233 animação. E ao mostrar a evolução tecnológica presente no processo de produção do movimento, conseguimos enfatizar a importância da figura do animador para a construção do movimento. A interpolação automática de movimento, construídos através de cálculos matemáticos pelos softwares, não é capaz de criar movimento respeitando o arco entre as poses, ou mesmo o exagero do movimento para afastar as personagens do Vale da Estranheza (MORI, 2012, p. 98). Dessa forma, vimos que a aplicação de tecnologia digital para a construção do movimento tem como foco a performance do processo de produção da animação, seja na construção do movimento, com programa vetorial, seja na etapa de colorização quadro-a-quadro, composição e efeitos. Assim, tendo a figura do animador no centro da etapa de construção do movimento, a animação firma-se ainda mais como uma linguagem ainda em expansão. É importante ressaltar que a pecha que a temporização japonesa ainda encontra em alguns meios, sob a alcunha de animação desanimada ou "produto mal-feito pode ser desfeita em alguns anos. E isso porque autores como Pedro Eboli, tem preferência pelos movimentos construídos no estúdio Hanna-Barbera, este que na década de 1960 e 1970 era visto como animação desanimada e produto mal-feito. Pode ser que o tempo façam emergir artistas que exponham publicamente sua preferência pela temporização japonesa e esta não seja motivo de aversão de alguns espectadores ou profissionais de animação. Mas este estudo não pode se dar por terminado, sem apontar alguns caminhos para pesquisas futuras que possam surgir a partir desta nossa contribuição. Uma opção poderia ser o estudo das composições visuais nos filmes de animação. As animações japonesas para TV, por terem grande parte de suas cenas baseadas em mangás de sucesso, utilizam o arranjo visual dos elementos em quadro para criar dinamismo e dirigir o olhar do espectador para o foco da atenção da cena. Outro apontamento para futuros estudos seria a contribuição que a etapa de roteiro em quadros (storyboard) tem na construção e visualização do filme de animação. Luiz Bolognesi afirma que a etapa de roteiro em quadros é importante para vislumbrar falhas, excessos e problemas narrativos 3. De forma semelhante, 3 Afirmação contida na transcrição de sua entrevista, que se encontra no Apêndice deste estudo.

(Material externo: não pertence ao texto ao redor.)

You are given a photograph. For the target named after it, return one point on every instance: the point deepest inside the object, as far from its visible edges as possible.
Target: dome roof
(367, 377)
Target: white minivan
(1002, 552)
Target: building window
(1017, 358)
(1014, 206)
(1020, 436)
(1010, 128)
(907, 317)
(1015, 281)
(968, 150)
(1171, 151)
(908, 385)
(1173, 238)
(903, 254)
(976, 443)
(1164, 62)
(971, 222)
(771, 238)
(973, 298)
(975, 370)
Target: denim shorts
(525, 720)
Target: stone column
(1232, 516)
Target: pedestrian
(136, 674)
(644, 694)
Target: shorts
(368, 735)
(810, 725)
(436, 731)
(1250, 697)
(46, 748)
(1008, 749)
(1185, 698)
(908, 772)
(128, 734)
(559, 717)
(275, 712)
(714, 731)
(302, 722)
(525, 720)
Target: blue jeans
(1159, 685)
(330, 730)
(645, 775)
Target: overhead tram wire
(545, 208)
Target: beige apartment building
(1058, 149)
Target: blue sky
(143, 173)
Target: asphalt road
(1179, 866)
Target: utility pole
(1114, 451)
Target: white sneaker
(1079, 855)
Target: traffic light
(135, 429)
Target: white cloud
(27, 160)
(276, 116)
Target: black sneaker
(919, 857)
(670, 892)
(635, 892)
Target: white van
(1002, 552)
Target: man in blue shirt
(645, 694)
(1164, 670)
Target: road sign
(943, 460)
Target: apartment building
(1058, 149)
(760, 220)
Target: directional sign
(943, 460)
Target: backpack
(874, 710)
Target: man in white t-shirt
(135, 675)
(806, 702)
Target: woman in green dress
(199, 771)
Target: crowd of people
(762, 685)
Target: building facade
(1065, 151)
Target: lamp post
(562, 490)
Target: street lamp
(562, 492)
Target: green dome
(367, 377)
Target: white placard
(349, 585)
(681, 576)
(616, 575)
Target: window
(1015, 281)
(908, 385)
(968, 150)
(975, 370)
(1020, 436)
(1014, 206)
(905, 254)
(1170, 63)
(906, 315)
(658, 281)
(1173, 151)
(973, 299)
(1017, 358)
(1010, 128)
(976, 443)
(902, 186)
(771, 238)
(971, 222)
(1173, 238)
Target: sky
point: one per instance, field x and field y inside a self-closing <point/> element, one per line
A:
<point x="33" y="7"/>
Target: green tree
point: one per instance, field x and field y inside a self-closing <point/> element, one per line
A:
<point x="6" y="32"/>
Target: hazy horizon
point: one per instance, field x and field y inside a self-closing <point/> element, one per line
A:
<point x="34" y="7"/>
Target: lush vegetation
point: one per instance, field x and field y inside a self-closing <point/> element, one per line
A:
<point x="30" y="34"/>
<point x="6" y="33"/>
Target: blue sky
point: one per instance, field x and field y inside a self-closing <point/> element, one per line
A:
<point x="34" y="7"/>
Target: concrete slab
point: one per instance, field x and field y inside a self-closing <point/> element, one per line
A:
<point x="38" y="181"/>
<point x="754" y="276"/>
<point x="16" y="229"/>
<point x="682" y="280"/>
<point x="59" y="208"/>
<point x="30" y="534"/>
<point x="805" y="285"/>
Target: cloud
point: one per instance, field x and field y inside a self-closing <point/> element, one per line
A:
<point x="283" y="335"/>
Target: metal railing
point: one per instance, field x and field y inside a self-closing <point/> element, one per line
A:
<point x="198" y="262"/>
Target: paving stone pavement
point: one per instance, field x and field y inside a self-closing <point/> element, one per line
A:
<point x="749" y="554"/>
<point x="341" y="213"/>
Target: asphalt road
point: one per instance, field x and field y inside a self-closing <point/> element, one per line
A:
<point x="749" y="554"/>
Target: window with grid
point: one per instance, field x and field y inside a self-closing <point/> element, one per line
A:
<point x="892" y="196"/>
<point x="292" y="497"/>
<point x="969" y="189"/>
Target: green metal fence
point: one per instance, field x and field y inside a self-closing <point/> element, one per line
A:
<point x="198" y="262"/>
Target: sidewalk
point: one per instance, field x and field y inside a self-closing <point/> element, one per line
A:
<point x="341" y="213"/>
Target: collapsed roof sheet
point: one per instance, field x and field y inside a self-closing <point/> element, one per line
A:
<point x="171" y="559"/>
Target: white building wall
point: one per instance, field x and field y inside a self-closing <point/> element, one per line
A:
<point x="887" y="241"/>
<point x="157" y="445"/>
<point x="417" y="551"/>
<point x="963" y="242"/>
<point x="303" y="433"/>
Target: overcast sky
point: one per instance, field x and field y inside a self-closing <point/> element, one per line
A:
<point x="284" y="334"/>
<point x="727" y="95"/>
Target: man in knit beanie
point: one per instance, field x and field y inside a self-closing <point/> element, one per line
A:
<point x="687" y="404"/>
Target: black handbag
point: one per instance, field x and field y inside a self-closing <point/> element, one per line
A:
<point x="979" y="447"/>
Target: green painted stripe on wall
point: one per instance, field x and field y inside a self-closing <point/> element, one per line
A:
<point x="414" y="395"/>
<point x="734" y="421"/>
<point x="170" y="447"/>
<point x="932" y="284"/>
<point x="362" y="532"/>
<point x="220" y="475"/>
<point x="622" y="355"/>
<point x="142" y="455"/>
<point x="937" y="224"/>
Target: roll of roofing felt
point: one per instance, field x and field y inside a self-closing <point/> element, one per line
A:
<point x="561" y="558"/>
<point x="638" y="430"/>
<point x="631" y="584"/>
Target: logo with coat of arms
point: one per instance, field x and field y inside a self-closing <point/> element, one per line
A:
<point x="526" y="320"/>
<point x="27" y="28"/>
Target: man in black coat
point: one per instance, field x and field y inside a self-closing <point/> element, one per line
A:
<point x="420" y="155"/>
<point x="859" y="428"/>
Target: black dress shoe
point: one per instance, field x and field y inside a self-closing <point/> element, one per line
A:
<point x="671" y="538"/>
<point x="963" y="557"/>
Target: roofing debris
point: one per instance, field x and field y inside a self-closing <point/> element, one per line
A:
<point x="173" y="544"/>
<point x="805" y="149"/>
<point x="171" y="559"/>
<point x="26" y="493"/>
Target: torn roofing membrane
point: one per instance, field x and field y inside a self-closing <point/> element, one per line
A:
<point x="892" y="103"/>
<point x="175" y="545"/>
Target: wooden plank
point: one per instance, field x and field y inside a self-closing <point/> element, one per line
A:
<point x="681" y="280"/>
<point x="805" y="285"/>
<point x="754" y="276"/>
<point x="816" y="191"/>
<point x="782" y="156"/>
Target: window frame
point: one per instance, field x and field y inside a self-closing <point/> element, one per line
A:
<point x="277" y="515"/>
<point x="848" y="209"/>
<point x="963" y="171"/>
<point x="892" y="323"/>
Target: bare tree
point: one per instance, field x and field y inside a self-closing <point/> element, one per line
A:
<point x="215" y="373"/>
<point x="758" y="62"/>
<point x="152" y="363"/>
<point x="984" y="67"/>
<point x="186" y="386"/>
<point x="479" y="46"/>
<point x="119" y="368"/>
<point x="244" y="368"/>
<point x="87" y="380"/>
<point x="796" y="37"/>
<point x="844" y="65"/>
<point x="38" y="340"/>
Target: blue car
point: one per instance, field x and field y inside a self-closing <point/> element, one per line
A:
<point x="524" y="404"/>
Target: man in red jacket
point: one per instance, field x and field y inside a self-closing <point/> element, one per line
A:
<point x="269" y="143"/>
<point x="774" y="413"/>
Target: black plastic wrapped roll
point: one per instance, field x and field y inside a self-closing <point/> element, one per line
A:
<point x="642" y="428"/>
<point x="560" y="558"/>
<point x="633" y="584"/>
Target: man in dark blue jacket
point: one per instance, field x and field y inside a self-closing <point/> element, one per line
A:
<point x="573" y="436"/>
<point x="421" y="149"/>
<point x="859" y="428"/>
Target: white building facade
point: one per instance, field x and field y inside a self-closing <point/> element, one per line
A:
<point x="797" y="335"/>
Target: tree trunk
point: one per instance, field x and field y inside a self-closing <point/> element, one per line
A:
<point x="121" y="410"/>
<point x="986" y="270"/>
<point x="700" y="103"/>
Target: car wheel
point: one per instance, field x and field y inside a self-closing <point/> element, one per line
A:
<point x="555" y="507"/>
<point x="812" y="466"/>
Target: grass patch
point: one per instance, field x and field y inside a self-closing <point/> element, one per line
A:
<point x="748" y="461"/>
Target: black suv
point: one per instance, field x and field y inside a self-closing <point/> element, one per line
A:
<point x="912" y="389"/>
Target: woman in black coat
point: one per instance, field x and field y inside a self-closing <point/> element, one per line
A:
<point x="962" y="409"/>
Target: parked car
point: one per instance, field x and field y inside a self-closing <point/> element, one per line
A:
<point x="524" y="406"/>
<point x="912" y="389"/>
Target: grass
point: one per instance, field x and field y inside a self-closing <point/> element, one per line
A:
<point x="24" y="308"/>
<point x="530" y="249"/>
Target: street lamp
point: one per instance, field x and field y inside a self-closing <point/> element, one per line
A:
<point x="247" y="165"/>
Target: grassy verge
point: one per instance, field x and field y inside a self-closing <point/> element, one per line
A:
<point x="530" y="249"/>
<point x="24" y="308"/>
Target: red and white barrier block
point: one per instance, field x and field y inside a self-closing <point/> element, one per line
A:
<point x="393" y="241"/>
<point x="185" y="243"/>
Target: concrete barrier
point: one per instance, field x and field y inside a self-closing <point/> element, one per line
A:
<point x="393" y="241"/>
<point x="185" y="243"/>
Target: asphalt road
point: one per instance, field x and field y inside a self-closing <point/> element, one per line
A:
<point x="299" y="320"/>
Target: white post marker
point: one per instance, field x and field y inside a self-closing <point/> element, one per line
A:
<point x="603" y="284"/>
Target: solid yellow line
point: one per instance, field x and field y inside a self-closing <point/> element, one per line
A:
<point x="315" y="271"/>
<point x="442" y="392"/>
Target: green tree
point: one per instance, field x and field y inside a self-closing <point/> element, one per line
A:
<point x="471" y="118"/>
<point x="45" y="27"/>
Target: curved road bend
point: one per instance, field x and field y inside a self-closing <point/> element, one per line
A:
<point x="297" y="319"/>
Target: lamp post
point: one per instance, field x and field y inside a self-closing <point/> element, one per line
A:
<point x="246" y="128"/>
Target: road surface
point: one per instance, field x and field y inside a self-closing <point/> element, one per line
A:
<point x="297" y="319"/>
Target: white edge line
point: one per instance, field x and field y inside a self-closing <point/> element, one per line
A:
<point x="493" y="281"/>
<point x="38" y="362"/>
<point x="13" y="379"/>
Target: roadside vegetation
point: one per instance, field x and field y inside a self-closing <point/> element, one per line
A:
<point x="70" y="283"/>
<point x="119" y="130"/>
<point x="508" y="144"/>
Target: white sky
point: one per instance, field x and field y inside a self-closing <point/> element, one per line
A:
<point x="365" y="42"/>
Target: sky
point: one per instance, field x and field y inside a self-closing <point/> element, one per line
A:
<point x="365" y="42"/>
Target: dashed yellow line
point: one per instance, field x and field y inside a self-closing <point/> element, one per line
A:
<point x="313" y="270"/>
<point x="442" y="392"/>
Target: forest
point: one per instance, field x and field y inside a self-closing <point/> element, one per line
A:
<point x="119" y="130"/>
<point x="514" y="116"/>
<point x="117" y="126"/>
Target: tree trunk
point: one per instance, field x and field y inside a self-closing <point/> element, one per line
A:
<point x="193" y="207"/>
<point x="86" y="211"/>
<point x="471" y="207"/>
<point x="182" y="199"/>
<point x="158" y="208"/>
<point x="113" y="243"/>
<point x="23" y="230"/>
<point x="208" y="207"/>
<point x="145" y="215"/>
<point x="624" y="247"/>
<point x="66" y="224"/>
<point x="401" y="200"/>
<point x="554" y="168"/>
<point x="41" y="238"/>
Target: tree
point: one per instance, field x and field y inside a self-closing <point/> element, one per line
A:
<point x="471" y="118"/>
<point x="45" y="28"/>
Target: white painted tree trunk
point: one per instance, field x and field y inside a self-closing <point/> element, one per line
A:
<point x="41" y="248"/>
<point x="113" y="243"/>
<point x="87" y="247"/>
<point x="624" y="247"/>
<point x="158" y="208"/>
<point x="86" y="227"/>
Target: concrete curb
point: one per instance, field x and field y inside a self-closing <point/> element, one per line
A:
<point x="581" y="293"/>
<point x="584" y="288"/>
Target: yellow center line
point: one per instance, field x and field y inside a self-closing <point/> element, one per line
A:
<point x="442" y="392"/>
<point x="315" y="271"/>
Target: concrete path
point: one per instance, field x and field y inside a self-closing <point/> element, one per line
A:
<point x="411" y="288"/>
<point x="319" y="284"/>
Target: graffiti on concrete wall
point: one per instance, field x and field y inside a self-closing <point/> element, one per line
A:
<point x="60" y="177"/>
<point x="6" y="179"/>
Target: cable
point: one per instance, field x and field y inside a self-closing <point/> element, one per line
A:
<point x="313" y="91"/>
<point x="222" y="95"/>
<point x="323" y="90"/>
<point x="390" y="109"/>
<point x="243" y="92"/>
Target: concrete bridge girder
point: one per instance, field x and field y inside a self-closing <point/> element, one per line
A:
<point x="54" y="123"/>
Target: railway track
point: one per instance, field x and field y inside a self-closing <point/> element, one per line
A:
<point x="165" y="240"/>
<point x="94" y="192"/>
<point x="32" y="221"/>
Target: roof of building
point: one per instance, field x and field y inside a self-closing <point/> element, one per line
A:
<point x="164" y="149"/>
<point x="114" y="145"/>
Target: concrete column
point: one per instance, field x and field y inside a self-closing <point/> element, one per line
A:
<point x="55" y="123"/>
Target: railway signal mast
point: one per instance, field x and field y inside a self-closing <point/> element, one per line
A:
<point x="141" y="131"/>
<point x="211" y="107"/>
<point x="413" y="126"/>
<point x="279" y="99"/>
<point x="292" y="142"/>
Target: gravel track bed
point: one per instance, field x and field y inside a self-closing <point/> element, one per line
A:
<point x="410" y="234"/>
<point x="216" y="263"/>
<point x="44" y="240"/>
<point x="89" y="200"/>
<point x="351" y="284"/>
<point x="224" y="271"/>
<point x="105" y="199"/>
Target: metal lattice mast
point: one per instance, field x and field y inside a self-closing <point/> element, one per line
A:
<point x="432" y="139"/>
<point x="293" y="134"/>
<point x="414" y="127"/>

234 Alê Abreu também dá importância ao roteiro em quadros ao trabalhá-lo antes de um roteiro escrito prévio, e não a partir deste. Tal concepção torna diferenciada não só a abordagem da imagem para os filmes de animação, como impacta na visualidade final da obra. Este estudo concentrou seus esforços em três autores brasileiros que utilizaram a temporização japonesa em seus filmes de animação e tiveram seus filmes premiados entre os anos de 2013 e 2014. Compreende-se que trabalhos futuros que venham a estudar a animação brasileira sob seu aspecto técnico terão muito a contribuir com esta pesquisa, e atualizá-la em diversos pontos. Por fim, espera-se que este estudo tenha surtido o efeito de ajudar e estimular que estes novos trabalhos surjam cada vez mais e em maior quantidade em nosso país.